Le rapport est également franc sur les problèmes d'adhésion démocratique au sein de l'alliance, arguant qu'avec des rivaux idéologiques comme la Russie et la Chine, la santé politique de l'alliance importe davantage.

Il recommande de créer un centre d'excellence pour la résilience démocratique et de réengager tous les membres à respecter les principes de l'OTAN traité fondateur, dont le prologue les engage à défendre «les principes de la démocratie, de la liberté individuelle et de l'État de droit».

Le rapport appelle également à une coordination plus étroite avec l'Union européenne et ses propres efforts et ambitions militaires. Il recommande un lien permanent avec le personnel et un encouragement plus explicite de la part de l'OTAN à l'UE. les efforts pour une défense européenne plus capable, dans la mesure où ils renforcent l'alliance, contribuent à un partage plus équitable des charges et n'excluent pas les non-E. U. alliés.

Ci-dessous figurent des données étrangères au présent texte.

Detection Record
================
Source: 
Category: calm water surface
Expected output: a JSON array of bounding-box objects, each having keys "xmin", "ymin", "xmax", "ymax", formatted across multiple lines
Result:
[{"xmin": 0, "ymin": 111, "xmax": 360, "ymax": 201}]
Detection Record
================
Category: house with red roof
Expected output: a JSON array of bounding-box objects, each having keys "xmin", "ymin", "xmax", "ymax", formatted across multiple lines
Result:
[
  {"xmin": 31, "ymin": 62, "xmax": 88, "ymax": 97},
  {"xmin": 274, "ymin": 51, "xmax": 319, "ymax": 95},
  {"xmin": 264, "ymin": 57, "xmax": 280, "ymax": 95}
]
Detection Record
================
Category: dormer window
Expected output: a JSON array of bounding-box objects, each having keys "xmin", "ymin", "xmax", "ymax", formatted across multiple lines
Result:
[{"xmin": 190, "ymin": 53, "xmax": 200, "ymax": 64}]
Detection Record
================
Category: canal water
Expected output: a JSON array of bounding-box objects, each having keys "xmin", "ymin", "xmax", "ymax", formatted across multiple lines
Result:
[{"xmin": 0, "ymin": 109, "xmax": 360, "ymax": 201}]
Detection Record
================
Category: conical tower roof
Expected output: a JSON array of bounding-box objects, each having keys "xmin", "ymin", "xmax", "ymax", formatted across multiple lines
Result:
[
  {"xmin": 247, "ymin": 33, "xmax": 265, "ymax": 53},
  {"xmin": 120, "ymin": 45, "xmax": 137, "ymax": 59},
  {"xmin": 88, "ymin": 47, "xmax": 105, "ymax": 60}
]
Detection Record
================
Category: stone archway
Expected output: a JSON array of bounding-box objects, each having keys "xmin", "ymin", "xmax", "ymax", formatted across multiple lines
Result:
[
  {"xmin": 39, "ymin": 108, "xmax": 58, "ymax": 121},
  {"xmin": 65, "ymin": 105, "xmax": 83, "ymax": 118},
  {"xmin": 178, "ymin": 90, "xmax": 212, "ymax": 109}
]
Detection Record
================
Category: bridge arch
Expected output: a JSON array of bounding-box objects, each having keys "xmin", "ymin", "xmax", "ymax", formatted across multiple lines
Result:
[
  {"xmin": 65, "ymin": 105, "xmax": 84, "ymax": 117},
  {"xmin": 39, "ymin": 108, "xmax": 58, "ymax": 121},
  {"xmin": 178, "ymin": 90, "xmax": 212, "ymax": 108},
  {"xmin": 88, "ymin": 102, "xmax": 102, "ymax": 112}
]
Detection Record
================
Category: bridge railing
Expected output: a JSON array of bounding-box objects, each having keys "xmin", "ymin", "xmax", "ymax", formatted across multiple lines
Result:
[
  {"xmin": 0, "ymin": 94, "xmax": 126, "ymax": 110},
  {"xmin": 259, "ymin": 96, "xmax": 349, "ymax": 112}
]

Un haut diplomate d'un Le pays de l'OTAN a qualifié le rapport de complet, une base à partir de laquelle M. Stoltenberg peut formuler des recommandations aux dirigeants politiques de l'alliance pour leur prochain sommet, prévu au début de l'année prochaine. L'OTAN devrait, comme le recommande le rapport, approuver la préparation d'un nouveau concept stratégique pour remplacer celui de 2010.

L'Union européenne a déjà commencé les préparatifs pour travailler avec une nouvelle administration Biden. La Commission européenne et le Conseil européen étudient des propositions visant à collaborer avec les États-Unis sur des questions telles que la santé et les pandémies, le commerce, le climat, la protection des données et l'application des lois antitrust et le filtrage des investissements étrangers sensibles, visant en particulier la Chine.

Pour le rapport de l'OTAN, M. Mitchell et son coprésident, Thomas de Maizière, législateur allemand et ancien ministre de la Défense, ont été rejoints par d'autres experts de divers pays de l'OTAN, dont Hubert Védrine, ancien ministre français des Affaires étrangères; Marta Dassu, ancienne vice-ministre des Affaires étrangères italienne; et Tacan Ildem, haut diplomate turc qui est le secrétaire général adjoint de l’OTAN pour la diplomatie publique.

Le groupe s'est réuni virtuellement lors de nombreuses sessions avec des politiciens, des diplomates et des experts et a approuvé le rapport par consensus.